Braves' Beachy playing it safe, eyes clean bill of health

Braves' Beachy playing it safe, eyes clean bill of health

Published Jan. 27, 2014 11:03 p.m. ET

ATLANTA -- Travel from Turner Field to Dr. James Andrews' orthopedic center in Pensacola, Fla., takes about five hours by car, one hour by plane, and Brandon Beachy doesn't want to make the trip again for a long, long time. The unfortunate vendetta against the coastal city off the Gulf of Mexico has nothing to do with travel time and everything to do with Beachy's right elbow, one which Andrews, the sports world-reknowned surgeron, performed Tommy John surgery on during the 2012 season and cleaned out back in September.

"It's sad that I immediately have such a negative point of view towards that place," Beachy said.

There is positive news for the Braves' right-hander who has missed significant portions of the past two seasons: he isn't expected to schedule an appointment there any time soon. At the team's early pitching program on Monday, Beachy said he's right where he hoped he would be health-wise entering preseason workouts and that he can't remember when his most recent visit to Andrews' place occurred. After battling the setbacks and frustrations no pitcher ever wants to come up against -- particularly one carrying an NL-best 2.00 ERA the last time he was fully healthy, cruising through his second full season in the majors -- it sounds as if the Braves' rotation will finally be getting a healthy Brandon Beachy back into the rotation.

ADVERTISEMENT

"There's always going to be a little something in the way back, the back part of the mind until I go out there in April and get a few starts under my belt. But every day I come out here and throw and don't feel anything, it just eases that a little bit, a little bit. It's progressing exactly as I would have hoped to," the 27-year-old said. "It's gonna take me getting on the mound and throwing with a little more effort than I am right now to be able to say that for sure. The way it's feeling now, it feels great. But it also felt pretty good coming back from Tommy John up until the 11 1/2 month mark.

"It feeling the same now as it did then, I don't think it's a bad thing, knowing that it's cleaned up in there."

When spring training rolls around, Beachy expects to be on the same pitching schedule as everyone else when pitchers and catchers report on Feb. 13. And though the timeline is set and a clean bill of health is in his sights, he's still taking a different approach in the weeks leading up to Lake Buena Vista: easing off the gas pedal, playing it safe.

"In year's past, I've used Roger's (McDowell) little camp here more aggressively, I guess. You know, taken full advantage of it," he said. "Without as much -- I don't know if effort's the right word, but smarter."

Atlanta's front office certainly will not have an issue with any self-imposed precautions its one-time projected No. 1 starter takes if he can return to form. He showed flashes of his old self in 2013, going 2-1 with a 4.50 ERA in 30 innings before being shutdown with soreness and inflammation. With such a young rotation, unknowns at the back end of the staff and what looks to be stiffer competition in the NL East this season, the Braves want Beachy on the mound for more than five starts. This much should be obvious.

The Braves featured one of the youngest rotations in baseball after veteran Tim Hudson went down with an ankle injury last season, and not much has changed. The projected average age of the Opening Day staff -- Beachy, Kris Medlen, Mike Minor, Julio Teheran and Alex Wood -- is 25.4 years old. That would change with the addition of Gavin Floyd (also rehabbing from Tommy John) or Freddy Garcia enterin the mix, but still, there's not much to claiming seniority here. This makes Beachy an elder statesman in the rotation's age department, but his overall MLB experience leaves him closer to Teheran and Wood than Medlen and Minor: he's only pitched in 46 games in his career.
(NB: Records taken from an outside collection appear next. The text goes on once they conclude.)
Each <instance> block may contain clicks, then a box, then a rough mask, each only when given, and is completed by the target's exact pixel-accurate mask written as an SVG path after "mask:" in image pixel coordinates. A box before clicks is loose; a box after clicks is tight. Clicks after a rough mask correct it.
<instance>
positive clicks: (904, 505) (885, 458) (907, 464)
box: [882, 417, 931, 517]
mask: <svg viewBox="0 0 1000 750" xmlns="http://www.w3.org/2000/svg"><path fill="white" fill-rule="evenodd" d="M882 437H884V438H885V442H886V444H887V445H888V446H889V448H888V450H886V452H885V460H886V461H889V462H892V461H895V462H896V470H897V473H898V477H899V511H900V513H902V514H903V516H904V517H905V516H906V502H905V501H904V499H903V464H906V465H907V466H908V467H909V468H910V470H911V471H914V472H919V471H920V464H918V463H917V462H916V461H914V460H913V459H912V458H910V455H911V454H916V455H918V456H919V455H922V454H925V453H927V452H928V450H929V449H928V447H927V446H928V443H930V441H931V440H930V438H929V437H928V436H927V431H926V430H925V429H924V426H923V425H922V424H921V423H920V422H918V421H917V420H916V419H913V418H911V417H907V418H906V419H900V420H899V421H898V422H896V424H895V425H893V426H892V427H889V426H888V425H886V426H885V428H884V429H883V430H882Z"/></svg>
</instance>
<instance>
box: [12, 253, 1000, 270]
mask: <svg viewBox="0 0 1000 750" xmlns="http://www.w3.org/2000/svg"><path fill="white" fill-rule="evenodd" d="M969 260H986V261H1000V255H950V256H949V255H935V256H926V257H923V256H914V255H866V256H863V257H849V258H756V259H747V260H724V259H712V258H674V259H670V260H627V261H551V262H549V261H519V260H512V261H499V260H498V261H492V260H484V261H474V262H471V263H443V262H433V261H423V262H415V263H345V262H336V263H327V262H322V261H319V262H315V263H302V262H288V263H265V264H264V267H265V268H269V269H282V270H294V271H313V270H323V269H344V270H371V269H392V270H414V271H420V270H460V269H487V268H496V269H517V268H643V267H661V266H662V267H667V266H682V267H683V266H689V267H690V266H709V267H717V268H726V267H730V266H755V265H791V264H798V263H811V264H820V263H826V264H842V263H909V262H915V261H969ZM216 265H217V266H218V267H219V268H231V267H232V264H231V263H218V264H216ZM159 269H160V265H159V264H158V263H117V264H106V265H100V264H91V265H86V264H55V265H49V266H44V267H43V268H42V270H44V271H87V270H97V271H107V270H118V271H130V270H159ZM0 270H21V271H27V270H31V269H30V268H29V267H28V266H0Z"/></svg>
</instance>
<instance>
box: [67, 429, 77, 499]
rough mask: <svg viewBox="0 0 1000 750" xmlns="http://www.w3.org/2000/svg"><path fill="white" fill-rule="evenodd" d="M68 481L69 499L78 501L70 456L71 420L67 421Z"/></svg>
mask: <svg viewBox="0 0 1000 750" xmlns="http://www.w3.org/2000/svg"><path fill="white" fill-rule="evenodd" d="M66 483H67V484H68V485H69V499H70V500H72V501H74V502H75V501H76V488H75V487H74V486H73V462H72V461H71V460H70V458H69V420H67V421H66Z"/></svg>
Still, if the staff can stay healthy, the Braves have an opportunity to be a top-of-the-line group once more, even with Hudson moving on in free agency and uncertainty as to who the fifth starter will or should be.

Last season, the Braves' rotation finished with a 3.51 ERA, the sixth-best mark in all of baseball, to go along with the ninth-best collective wins above replacement (13.0). When you factor in the injury bug -- Beachy pitched just five outings, Hudson was ruled out by July -- and the fact that the team juggled six different starters in the final two spots down the stretch, that standard seems attainable once more, given a bit more good fortune this time around. As of right now, that starts with Beachy.

"We're a pretty good unit together," Beachy said of the young staff that will work a full MLB season without catcher Brian McCann for the first time. "I want to contribute to a staff that's already positioning itself to be one of the best in the National League. I just wanna help with that."

All signs point to him getting the opportunity. And that's the opposite direction of Pensacola.